The sermon was from the 10 chp. Proverbs 5 verse. Englishmen value all intellect and art by their money value, and not by their power to uplift and to bless. We lose the happiness of the now by our fever about tomorrow. There is a prevalent opinion that the man who gets rapidly rich, does not get rich honestly. In most cases this opinion is true, but there have been many noble examples to the contrary. A. T. Stewart of New York was one. He started in business in New York with a determination to be strictly upright in all his dealings. People soon found out that they had an honest man to deal with, and even rogues like to deal with honest men. Business increased and flourished, and A. T. Stewart died worth sixteen millions of dollars
The Unitarians have no creed or standard of faith. They all deny the Trinity, deny that the Supreme Being consists of three persons, each of whom is a separate object of worship. After this leading principle every unitarian seems to believe pretty much as he likes. One unitarian will not allow himself to be held responsible for the opinions of another.
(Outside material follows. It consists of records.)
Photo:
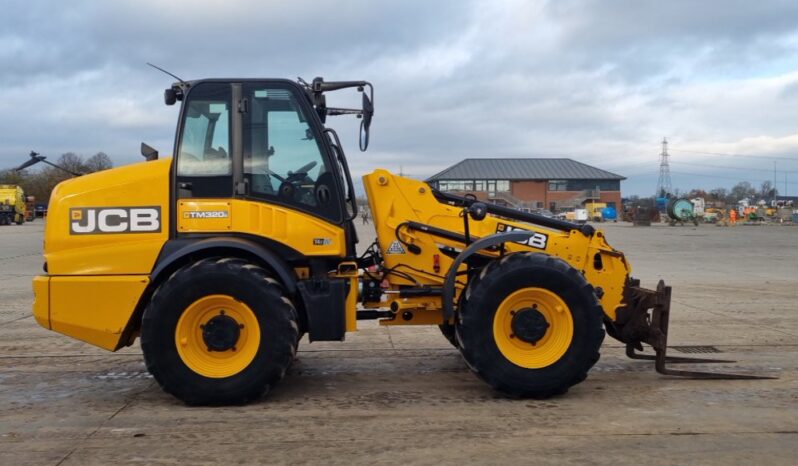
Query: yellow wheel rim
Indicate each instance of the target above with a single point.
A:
(551, 346)
(193, 348)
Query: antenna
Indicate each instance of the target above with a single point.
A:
(664, 182)
(164, 71)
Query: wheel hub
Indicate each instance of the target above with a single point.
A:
(221, 333)
(529, 325)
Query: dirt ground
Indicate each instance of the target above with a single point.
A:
(403, 395)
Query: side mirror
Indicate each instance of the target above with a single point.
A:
(365, 124)
(148, 152)
(169, 96)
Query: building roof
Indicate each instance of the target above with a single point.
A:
(523, 169)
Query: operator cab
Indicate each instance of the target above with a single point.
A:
(264, 141)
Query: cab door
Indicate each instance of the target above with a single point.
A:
(251, 160)
(204, 149)
(285, 160)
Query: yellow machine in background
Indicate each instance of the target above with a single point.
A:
(595, 211)
(221, 258)
(12, 204)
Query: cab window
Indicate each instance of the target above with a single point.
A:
(205, 142)
(283, 159)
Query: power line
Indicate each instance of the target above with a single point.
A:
(730, 177)
(726, 167)
(760, 157)
(664, 181)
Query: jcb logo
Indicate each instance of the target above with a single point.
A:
(537, 240)
(89, 220)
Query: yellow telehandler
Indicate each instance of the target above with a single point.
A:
(222, 257)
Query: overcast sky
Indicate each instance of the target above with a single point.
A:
(601, 82)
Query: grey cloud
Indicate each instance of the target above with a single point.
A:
(599, 81)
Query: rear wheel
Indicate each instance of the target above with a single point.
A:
(530, 325)
(220, 331)
(448, 331)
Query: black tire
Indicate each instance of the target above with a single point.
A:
(489, 289)
(448, 331)
(245, 282)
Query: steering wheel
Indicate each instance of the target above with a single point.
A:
(294, 176)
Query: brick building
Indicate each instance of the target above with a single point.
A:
(531, 183)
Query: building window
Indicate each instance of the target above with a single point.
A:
(474, 185)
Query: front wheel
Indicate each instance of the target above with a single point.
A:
(220, 331)
(530, 325)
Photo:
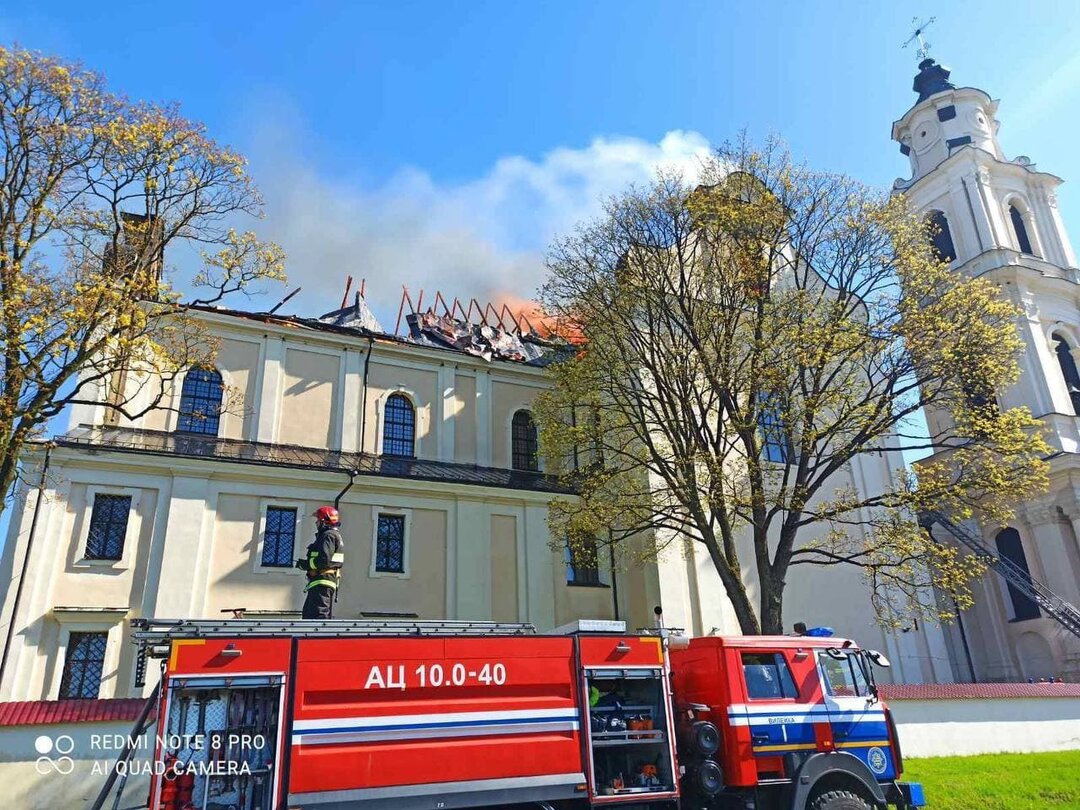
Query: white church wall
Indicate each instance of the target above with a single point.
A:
(936, 728)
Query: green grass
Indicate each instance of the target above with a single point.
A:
(999, 781)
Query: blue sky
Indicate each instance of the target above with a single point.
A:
(444, 144)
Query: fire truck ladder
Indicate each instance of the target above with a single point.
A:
(1062, 611)
(149, 631)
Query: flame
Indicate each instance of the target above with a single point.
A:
(544, 325)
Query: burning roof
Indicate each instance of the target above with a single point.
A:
(482, 332)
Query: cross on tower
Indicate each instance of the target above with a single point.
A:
(917, 37)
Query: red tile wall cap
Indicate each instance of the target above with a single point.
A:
(49, 712)
(976, 691)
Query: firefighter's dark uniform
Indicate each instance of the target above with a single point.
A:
(323, 567)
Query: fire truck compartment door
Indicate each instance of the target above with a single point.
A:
(858, 718)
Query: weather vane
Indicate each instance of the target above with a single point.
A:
(917, 37)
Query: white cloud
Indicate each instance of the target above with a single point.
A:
(478, 238)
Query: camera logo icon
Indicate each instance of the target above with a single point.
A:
(54, 754)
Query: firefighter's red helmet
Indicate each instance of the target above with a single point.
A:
(327, 514)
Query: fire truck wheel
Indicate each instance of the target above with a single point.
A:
(839, 800)
(706, 738)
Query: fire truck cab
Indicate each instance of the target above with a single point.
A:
(379, 715)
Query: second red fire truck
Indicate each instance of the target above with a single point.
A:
(402, 715)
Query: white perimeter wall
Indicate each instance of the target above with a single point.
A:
(941, 727)
(928, 728)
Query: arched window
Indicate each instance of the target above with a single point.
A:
(399, 427)
(523, 442)
(941, 237)
(1068, 370)
(201, 402)
(1020, 228)
(1010, 548)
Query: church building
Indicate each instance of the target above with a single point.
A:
(426, 441)
(998, 217)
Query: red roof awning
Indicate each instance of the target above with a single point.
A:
(49, 712)
(977, 691)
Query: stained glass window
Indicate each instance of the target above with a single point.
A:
(108, 526)
(201, 402)
(523, 436)
(399, 430)
(279, 537)
(390, 547)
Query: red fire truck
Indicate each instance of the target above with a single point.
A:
(373, 715)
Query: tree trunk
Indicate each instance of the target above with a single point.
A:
(772, 605)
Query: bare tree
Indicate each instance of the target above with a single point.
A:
(93, 190)
(747, 340)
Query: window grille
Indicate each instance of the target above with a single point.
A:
(279, 538)
(108, 526)
(201, 402)
(1011, 548)
(399, 430)
(524, 443)
(83, 665)
(390, 544)
(941, 237)
(775, 444)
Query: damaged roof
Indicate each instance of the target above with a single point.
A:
(430, 329)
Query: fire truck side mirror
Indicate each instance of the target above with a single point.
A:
(678, 642)
(877, 658)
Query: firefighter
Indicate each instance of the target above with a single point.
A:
(323, 565)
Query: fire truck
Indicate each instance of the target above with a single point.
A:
(403, 715)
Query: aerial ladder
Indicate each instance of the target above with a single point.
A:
(1062, 611)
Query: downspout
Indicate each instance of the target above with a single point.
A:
(363, 423)
(26, 563)
(363, 401)
(615, 578)
(963, 640)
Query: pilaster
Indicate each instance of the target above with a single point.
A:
(1054, 566)
(270, 391)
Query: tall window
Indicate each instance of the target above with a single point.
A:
(201, 402)
(1068, 370)
(279, 537)
(941, 237)
(399, 430)
(390, 544)
(1010, 548)
(582, 565)
(523, 436)
(775, 443)
(108, 526)
(83, 665)
(1020, 228)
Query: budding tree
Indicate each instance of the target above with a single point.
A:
(94, 189)
(746, 341)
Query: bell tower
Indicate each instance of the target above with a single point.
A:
(998, 218)
(983, 201)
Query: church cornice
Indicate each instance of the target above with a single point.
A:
(936, 100)
(982, 161)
They first appeared in England shortly after the Reformation, and even Milton himself is said to have been almost of their belief. Their ideas made but little progress in England up to the commencement of the eighteenth century, when a good many presbyterians embraced their doctrines. They read the Bible as a book of high moral teaching, but deny the divinity of Jesus Christ.
ln their view he was the most perfect model of a man but his death was not a sacrifice offered in expiation for our sins, but the martyrdom of a first man in the cause of truth. In practice they make happiness consist in due performance of the duties of life, man is justified by his works and conscience alone. They maintain a belief in immortality, in a system of future rewards and punishments, and in universal restitution, "that not one soul will be destroyed, or cast as rubbish to the void, till God hath made the pile complete". Unitarianism therefore seems more a system of philosophy than of religion, it still however appears desirous to adhere to Christian forms.
A system of belief like this can never be expected to become popular. It is not strong enough for the popular mind. It appeals to a more cultivated intelligence than is found amongst the masses. A belief without a devil, and hell, and fire, and damnation loses all its stimulant. There is nothing to get excited over, and therefore we can never expect to see unitarianism prevalent amongst the masses of the people, at least not until there are great advances in their culture. Until then Mr. Dixon must be content to preach to a select few.
(This article has been copied from BELLMAN published in Hull on Saturday, November 20th 1880. I should like to express my thanks to George Watson for bringing this to my notice and loaning me a copy of the magazine. l was surprised by the poor attendance at Bowlalley Lane Chapel at this time as they were surely at the point of deciding to build the imposing new church on Park Street).